Гуляя по городу, Михаил Юрьевич встретил полковника Морица Христиановича Шульца, с которым познакомился в первую ссылку. Вспомнили общих товарищей, и Шульц рассказал, как два года назад в сражении за Ахульго, указывая путь штурмовой колонне Апшеронского полка, был тяжело ранен пулей навылет. В горячке боя о нем не сразу вспомнили, и он долго лежал под палящим солнцем.
––  Скажите, что вы чувствовали, когда лежали среди убитых и раненых? — спросил Лермонтов.

–– Что я чувствовал? Я чувствовал, конечно, беспомощность, жажду; но в полузабытьи мысли мои часто неслись далеко от поля сражения, к той женщине, ради которой я очутился на Кавказе... Помнит ли она меня? Чувствовала ли, в каком жалком положении ее жених?

Лермонтов промолчал, но через несколько дней при встрече с Шульцем поблагодарил его за сюжет и прочел стихотворение. Правдивый воин, чуждый всякой хлестаковщины, Мориц Христианович Шульц всю жизнь гордился, что его рассказ стал темой лермонтовского стихотворения «Сон».

«Образ жизни Михаила Юрьевича в Пятигорске был самый обыкновенный и простой. На конюшне он держал двух собственных верховых лошадей. Штат прислуги его состоял из привезенных с собой из Петербурга четырех человек, из коих двое было крепостных: камердинер Иван Абрамович Соколов, конюх Иван Вертюков, и двое наемных –– помощник камердинера и повар. Дом его был открыт для друзей и знакомых, и если кто к нему обращался с просьбой о помощи или одолжении, никогда и никому не отказывал, стараясь сделать все, что только мог. Заведовал хозяйством, людьми и лошадьми Столыпин.

Чаще всего у Лермонтова и Монго бывали Мартынов, Глебов и князь Васильчиков. Остроты, шутки смех не прекращались. Вставал Лермонтов неодинаково, иногда рано, иногда спал  часов  до  9-ти  и  даже  более.  Но  это случалось редко. В первом случае, тотчас, как встанет, уходил пить воды или брать ванны, и после пил чай; во втором же –– прямо с постели садился за чай, а потом уходил из дому. Около двух часов возвращался домой обедать, и почти всегда в обществе друзей-приятелей. Поесть любил хорошо, но стол был не роскошный, а русский, простой. На обед готовилось четыре-пять блюд по заказу Столыпина, мороженое же,  до которого Лермонтов был большой охотник,  ягоды или фрукты подавались каждодневно. Вин, водок и закусок всегда имелся хороший запас. Около шести часов подавался чай, и затем все уходили. Вечер, по обыкновению, посвящался прогулкам, танцам, любезничанью с дамами или игре в карты. (В. И. Чиляев).

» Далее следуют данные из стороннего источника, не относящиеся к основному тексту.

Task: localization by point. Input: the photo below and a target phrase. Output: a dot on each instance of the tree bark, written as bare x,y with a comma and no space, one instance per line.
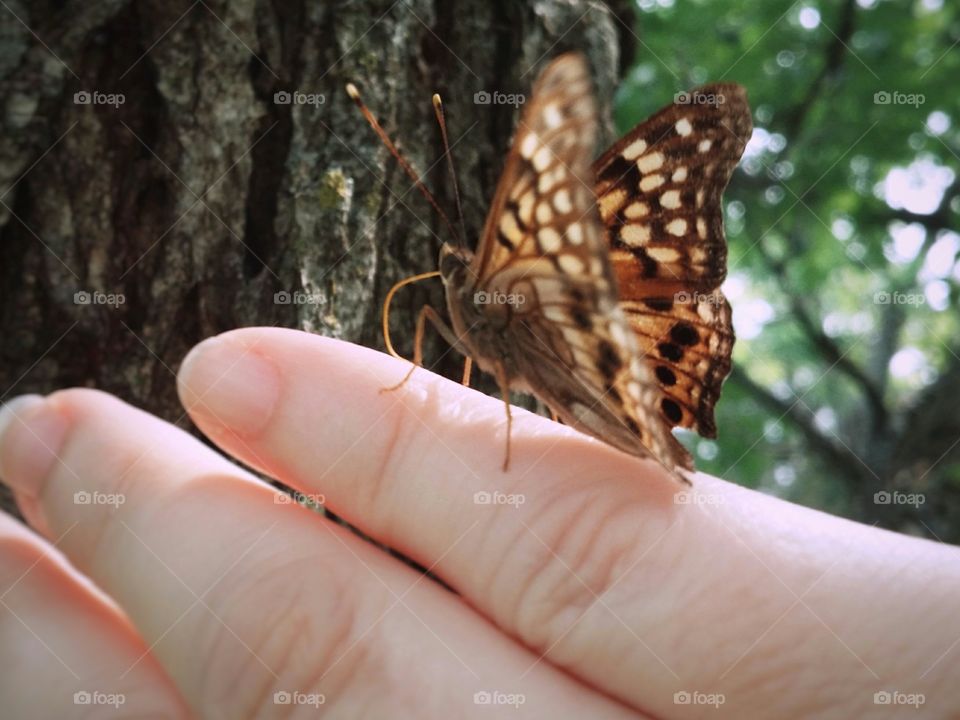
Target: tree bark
183,211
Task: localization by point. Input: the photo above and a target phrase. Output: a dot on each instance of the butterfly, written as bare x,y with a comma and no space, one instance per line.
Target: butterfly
595,286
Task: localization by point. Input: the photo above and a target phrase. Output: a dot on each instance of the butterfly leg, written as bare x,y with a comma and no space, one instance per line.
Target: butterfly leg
504,382
426,313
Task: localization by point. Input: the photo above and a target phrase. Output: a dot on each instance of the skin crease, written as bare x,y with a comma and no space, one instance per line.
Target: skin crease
588,588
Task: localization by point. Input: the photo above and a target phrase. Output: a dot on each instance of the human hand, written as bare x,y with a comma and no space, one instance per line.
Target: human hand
586,588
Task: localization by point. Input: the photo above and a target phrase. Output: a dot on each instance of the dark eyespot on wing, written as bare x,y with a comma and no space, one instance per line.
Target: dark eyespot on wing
684,334
665,375
670,351
671,410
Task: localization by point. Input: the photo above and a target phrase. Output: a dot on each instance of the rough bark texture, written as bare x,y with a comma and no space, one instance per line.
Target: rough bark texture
199,198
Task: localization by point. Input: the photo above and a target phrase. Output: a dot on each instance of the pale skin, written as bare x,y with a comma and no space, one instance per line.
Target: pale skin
584,589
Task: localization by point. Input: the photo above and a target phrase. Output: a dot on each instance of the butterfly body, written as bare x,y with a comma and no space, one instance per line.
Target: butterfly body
595,285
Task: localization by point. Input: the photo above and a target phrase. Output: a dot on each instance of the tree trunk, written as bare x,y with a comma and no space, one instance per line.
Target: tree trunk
156,191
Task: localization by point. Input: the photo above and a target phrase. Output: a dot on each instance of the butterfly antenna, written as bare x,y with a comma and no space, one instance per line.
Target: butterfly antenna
441,120
401,160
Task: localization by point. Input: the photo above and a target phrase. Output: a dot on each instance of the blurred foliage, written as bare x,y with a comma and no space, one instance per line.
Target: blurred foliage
843,267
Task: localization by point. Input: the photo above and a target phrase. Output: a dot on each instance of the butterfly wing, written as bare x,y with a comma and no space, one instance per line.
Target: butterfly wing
568,341
659,191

Лермонтов называл Пятигорск кавказским Монако. Сам он тоже играл, но редко. Однажды игра шла во флигеле Чиляева, и Василий Иванович  записал о том вечере:
«Я не играл, но следил за игрою. Метали банк по желанию. Если банк разбирали или срывали, банкомет оставлял  свое  место и садился другой. Игра шла оживленная, но не большая: ставились рубли и десятки, сотни редко. Лермонтов понтировал. Весьма хладнокровно ставил он понтерки, гнул и загибал «углы» и «транспорты», и примазывал «куши». При проигрыше бросал карты и отходил. Потом, по прошествии некоторого времени, опять подходил к столу и опять ставил.

Но ему вообще в этот вечер не везло. Около полуночи банк метал подполковник Лев Сергеевич Пушкин, младший брат поэта А. С. Пушкина, бывший в то время на водах. Проиграв ему несколько ставок, Лермонтов вышел на веранду, где сидели в то время не игравшие в карты Голицын, Трубецкой, Безобразов и др., перекинулся с ними несколькими словами, закурил трубку и, подойдя к Столыпину, сказал ему:
–– Достань, пожалуйста, из шкатулки старый бумажник.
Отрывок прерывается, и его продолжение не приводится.